My first major step towards accepting the grace of God was learning to forgive myself. Though I had trouble bringing my sin into the open at first, it became easier as the years went on. Even as people began to acknowledge and forgive me, I couldn’t bring myself to forgive my own actions. I created this vicious cycle that made me continue to sin, repent, tell others, feel good for a little bit, and sin again. It was like I was in the middle of this staring contest against grace, and I couldn’t stop blinking.
The cycle continued for months and even years, but it didn’t click in my head until I was on break from working at Canyon Creek Cabinet Company back in November of 2013. I’d sit in my car on my fifteen-minute break and try my best to go through the Word as the rain gushed out of the sky. The pitter-patter of rain on my windshield was oddly calming and not as distracting as I thought. I was cold, but I didn’t care, I had my Bible in hand, trying to read as fast as I could before my break was over when I came across chapter eleven of Matthew. “Come to Me, all you who are weary and burdened, and I will give you rest. Take My yoke upon you and learn from Me, for I am gentle and humble in heart, and you will find rest for your souls. For my yoke is easy and my burden is light." (Matt. 11:28-30 NIV). I was stunned. I felt like there was a sort of weight on my chest. Not a bad weight, it wasn’t anxiety; it was warming, comforting. It felt like I was under a weighted blanket.
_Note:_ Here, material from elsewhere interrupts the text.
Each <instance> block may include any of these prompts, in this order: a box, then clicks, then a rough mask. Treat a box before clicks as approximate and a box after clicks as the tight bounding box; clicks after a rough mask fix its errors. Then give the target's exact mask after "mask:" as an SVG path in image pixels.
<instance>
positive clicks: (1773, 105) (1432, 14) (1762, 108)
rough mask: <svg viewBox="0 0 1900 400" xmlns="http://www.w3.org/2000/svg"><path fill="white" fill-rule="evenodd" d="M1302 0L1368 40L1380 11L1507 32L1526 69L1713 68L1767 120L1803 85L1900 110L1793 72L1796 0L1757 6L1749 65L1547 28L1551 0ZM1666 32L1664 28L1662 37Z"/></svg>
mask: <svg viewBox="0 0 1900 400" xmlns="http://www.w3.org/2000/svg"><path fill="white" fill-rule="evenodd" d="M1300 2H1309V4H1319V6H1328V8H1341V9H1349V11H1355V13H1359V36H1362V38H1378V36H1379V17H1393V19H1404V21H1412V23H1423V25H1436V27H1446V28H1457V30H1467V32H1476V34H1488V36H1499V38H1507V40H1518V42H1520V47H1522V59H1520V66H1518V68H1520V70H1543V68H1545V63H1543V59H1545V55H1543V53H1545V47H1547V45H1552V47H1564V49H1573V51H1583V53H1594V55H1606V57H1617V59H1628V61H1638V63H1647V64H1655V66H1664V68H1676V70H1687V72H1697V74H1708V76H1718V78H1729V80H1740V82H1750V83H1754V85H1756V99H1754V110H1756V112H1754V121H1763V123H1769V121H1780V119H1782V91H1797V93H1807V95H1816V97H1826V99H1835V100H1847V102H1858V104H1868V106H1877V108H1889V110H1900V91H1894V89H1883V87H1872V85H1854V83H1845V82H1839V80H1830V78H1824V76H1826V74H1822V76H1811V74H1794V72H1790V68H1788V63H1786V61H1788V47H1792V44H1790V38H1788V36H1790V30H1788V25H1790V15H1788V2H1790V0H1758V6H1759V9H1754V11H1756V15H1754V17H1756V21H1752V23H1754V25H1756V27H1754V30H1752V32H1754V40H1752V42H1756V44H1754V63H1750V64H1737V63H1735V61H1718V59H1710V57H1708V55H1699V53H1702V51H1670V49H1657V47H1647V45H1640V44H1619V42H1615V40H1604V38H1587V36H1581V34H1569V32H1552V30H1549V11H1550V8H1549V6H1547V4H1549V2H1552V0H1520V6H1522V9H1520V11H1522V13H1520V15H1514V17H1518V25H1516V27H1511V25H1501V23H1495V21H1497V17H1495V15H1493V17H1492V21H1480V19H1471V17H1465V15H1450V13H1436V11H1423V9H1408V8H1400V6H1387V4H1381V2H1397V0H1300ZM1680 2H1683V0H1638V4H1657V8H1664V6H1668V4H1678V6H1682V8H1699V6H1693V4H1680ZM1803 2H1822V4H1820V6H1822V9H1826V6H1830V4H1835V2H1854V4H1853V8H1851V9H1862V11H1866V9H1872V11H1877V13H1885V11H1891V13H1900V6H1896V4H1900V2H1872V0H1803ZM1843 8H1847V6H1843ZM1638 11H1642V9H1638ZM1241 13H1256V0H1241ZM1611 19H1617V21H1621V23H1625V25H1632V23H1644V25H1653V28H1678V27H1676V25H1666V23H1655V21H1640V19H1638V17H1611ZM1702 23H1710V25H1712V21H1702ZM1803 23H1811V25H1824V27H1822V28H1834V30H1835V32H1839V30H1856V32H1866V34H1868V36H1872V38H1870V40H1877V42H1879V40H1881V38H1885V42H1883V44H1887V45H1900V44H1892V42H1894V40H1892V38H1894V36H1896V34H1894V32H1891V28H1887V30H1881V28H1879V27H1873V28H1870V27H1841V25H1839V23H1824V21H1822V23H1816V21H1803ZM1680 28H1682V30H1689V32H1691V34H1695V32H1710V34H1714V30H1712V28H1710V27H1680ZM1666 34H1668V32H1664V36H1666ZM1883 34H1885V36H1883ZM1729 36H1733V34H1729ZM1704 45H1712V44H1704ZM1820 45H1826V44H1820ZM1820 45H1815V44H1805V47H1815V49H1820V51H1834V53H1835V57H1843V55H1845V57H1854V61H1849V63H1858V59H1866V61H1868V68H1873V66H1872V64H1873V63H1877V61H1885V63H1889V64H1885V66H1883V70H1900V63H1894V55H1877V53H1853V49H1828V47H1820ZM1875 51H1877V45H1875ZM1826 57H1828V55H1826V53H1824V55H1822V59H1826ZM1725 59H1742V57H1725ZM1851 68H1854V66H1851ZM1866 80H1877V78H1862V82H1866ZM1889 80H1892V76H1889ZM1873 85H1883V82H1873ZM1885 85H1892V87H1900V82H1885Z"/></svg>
Though I couldn’t move, I didn’t mind because I was meditating on the love that I knew God has for me; that He loves me so much that He was willing to take the pain of my past mistakes.
There’s something beautiful about surrendering; the act of receiving help, especially when you know you don’t deserve it. Like myself, the issue that some Christians have, is that they’ll walk with Jesus, but they won’t move the burdens of their lives to His side. I’ve made sad attempts in the past to move forward when I have that line of thinking. It took time and prayer, but I ran from that mindset and embraced the fact that Jesus wants to help me move towards righteousness. We will inevitably buckle and fall; that is our current nature. But Jesus, in all His goodness, will always ask us if we are ready to shift the weight to His side.
This isn’t limited to single moments for me. Jesus has helped me with everything that I’ve brought to Him. It definitely isn’t limited to the addictions or my struggles with depression and anxiety. Jesus has come into all aspects of my life, all burdens, and He has never failed to assist me with them. And that speaks about who He is, a God who loves His children and wants to assist us in all things. From moments that I have cried alone in my car because my depression was causing my brain to shake violently, to nights lying alone in bed wanting to die, God has come alongside me and brought immense comfort. It’s like receiving a bear hug from someone that you know would do anything for you.